Com o filho já recuperado, Elaine segue com novos planos para o negócio recém-iniciado. Além das peças de marcas conhecidas, ela já pensa em diversificar os produtos para atingir um público ainda maior. “Além das peças de marcas conhecidas eu também vou começar a trabalhar com mercadorias mais acessíveis para que possa atender a todo mundo, quem pode pagar um pouco mais e também quem, infelizmente, não pode”, considera. “Eu estou feliz que tudo está dando certo”.

NÚMEROS

- 13,6 milhões de pessoas moram em favelas no Brasil

- R$119,8 bilhões é o valor movimentado, por ano, pelas pessoas que moram em favelas em todo o Brasil.

Fonte: Economia das Favelas - Renda e Consumo nas Favelas Brasileiras, pesquisa desenvolvida pelos institutos Data Favela e Locomotiva em todos os estados do país.

Terra Firme

Ainda na Terra Firme, a poucos metros da loja de Elaine, outro negócio iniciado no bairro também colhe os frutos do trabalho árduo. Quando a vontade de empreender da jovem Larissa Abreu teve início, o espaço conquistado pela loja de presentes e assessórios Uhh!Lala foi o virtual. Passados dois anos, porém, já em 2019, a loja ganhou o seu primeiro espaço físico às proximidades da rua São Domingos, na Terra Firme. Oferecendo opções de acessórios para celular, perfumes e bijuterias a marca, que também atende por delivery, só cresceu.

Ramilla Abreu
📷 Ramilla Abreu |Mauro Ângelo

Larissa mudou-se para São Paulo e, de lá, consegue enviar os produtos para todo o Brasil, além de manter as atividades em Belém. Funcionária da Uhh!Lala em Belém, Ramilla Abreu conta que, durante a pandemia, o atendimento delivery aumentou ainda mais, porém, a loja física também continua expondo os produtos para os clientes que passam pela rua movimentada. “O que as pessoas mais procuram são os eletrônicos, os fones de ouvido e smartwatches”.
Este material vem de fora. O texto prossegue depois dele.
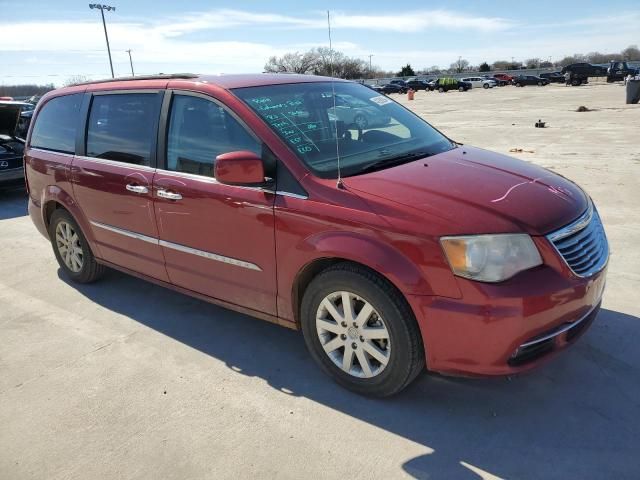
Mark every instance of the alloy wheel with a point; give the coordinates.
(353, 335)
(69, 248)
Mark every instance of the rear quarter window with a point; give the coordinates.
(123, 127)
(56, 124)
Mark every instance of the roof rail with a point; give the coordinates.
(159, 76)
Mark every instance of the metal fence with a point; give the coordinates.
(475, 73)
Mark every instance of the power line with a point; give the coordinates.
(102, 8)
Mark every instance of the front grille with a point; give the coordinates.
(583, 244)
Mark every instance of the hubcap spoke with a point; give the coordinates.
(347, 359)
(331, 308)
(333, 345)
(375, 333)
(353, 335)
(329, 326)
(376, 353)
(347, 307)
(364, 363)
(364, 315)
(69, 248)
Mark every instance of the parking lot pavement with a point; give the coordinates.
(124, 379)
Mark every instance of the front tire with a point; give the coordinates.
(72, 250)
(360, 331)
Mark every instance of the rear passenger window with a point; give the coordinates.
(123, 127)
(199, 131)
(56, 124)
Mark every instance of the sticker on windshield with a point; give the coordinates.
(380, 100)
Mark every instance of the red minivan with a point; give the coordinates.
(321, 205)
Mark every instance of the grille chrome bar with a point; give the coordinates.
(583, 244)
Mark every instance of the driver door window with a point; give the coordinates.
(199, 131)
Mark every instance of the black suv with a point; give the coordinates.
(553, 77)
(523, 80)
(585, 70)
(11, 144)
(446, 84)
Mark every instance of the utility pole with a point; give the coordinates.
(102, 8)
(130, 62)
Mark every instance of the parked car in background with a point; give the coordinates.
(617, 71)
(11, 144)
(353, 111)
(479, 82)
(504, 76)
(390, 88)
(499, 82)
(584, 69)
(445, 84)
(553, 77)
(391, 249)
(522, 80)
(417, 84)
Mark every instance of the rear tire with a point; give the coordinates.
(72, 250)
(374, 349)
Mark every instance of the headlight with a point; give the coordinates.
(490, 258)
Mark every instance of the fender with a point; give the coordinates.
(53, 193)
(377, 254)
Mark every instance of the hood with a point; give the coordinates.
(9, 117)
(468, 190)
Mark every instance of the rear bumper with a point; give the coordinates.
(507, 328)
(12, 175)
(35, 212)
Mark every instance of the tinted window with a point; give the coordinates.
(199, 131)
(123, 127)
(364, 127)
(56, 124)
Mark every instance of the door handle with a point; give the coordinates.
(137, 188)
(170, 195)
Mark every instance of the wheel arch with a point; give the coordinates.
(53, 198)
(379, 258)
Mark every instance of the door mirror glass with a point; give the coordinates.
(239, 168)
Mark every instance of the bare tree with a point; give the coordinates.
(75, 79)
(459, 65)
(295, 62)
(532, 63)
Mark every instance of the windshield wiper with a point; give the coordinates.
(387, 162)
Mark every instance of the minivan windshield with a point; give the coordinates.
(372, 131)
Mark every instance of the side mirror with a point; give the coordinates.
(239, 168)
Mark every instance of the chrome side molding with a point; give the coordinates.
(180, 248)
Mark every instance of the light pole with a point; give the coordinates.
(102, 8)
(130, 62)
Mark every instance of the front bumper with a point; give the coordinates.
(510, 327)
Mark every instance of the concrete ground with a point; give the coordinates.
(123, 379)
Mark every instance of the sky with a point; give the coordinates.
(49, 42)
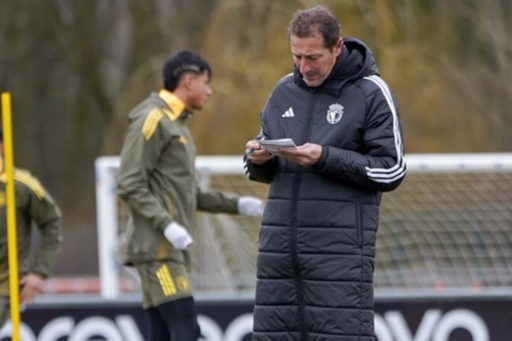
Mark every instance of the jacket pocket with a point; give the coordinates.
(359, 223)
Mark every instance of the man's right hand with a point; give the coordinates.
(178, 236)
(257, 154)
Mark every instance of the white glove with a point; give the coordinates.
(178, 236)
(250, 206)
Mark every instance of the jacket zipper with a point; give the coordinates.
(293, 229)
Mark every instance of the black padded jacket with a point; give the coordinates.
(317, 239)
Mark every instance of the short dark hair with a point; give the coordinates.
(308, 22)
(180, 63)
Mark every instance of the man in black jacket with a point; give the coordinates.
(317, 240)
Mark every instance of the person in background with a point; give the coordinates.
(34, 205)
(317, 239)
(158, 182)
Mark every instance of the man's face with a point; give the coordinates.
(313, 59)
(200, 90)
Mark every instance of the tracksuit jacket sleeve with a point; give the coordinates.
(261, 173)
(380, 164)
(46, 215)
(138, 158)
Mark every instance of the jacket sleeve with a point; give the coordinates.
(261, 173)
(379, 165)
(141, 150)
(46, 215)
(216, 202)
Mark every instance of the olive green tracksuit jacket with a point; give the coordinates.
(157, 179)
(33, 205)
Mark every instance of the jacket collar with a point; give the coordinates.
(177, 106)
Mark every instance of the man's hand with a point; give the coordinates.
(250, 206)
(32, 285)
(257, 154)
(306, 155)
(178, 236)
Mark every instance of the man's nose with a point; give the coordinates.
(304, 66)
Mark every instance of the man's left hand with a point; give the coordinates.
(250, 206)
(33, 285)
(306, 155)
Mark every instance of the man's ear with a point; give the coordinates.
(187, 80)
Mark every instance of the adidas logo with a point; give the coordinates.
(289, 113)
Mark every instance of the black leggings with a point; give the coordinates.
(176, 321)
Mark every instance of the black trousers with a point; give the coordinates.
(176, 321)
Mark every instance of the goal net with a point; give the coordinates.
(448, 226)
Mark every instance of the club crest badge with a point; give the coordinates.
(335, 113)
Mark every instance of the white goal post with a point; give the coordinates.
(423, 235)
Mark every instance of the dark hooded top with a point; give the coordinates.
(317, 239)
“A periferia cria moda o tempo todo”

A conexão entre duas capitais faz parte da Tinta Preta, grife de estampas autorais inspiradas no grafite, elemento da cultura Hip Hop. A grife nasceu em 2017 do sonho de dois jovens artistas urbanos, Mina Ribeiro, de Belém, e WBS Barros de São Luís (MA) e, desde então, vem criando uma moda inspirada na rua, no cotidiano, nas cores, pessoas e natureza.

Mina Ribeiro
📷 Mina Ribeiro |Divulgação

“A Tinta Preta nasceu do meu sonho e do meu companheiro, como artistas urbanos, de colocar o nosso trabalho em roupas e atender ao nosso público do movimento Hip Hop. São roupas que nos representassem e que é complicado encontrar, então, sempre tivemos esse sonho de levar a nossa arte para uma moda que nos representasse”, diz Mina. “A periferia cria moda o tempo todo e a nossa moda está na rua”.

Mina explica que a Tinta Preta surgiu em São Luís, no bairro do Anjo da Guarda, mas hoje mantém uma sede também em Belém, no bairro do Bengui. É dos ateliês mantidos nas duas capitais que a moda criada por Mina e WBS ganha forma e chega até um público diversificado e que vai além do público inserido na cultura Hip Hop.

WBS Barros
📷 WBS Barros |Divulgação

Durante a pandemia, Mina lembra que as atividades precisaram ser paralisadas, mas que a tecnologia foi a grande aliada para que não apenas o negócio dela se mantivesse, mas também os demais que integram uma rede de fortalecimento em torno do afroempreendedorismo. “Durante a pandemia ficamos com as nossas atividades paralisadas, então, o que nos fortaleceu foi que já tínhamos um material em casa. Com isso, conseguimos fazer uma campanha nas redes sociais, que foi o Social Vírus, em que, na compra de uma peça, a metade do valor seria revertido para ajudar o coletivo Pretas Paridas e a gente conseguiu vender todas as peças e se manter”, explica Mina, que, assim como Maynara Sant’ana, integra o Pretas Paridas de Amazônia, coletivo de mulheres afroempreendedoras. “Essa rede de fortalecimento em torno do afroempreendedorismo também foi e é muito importante”.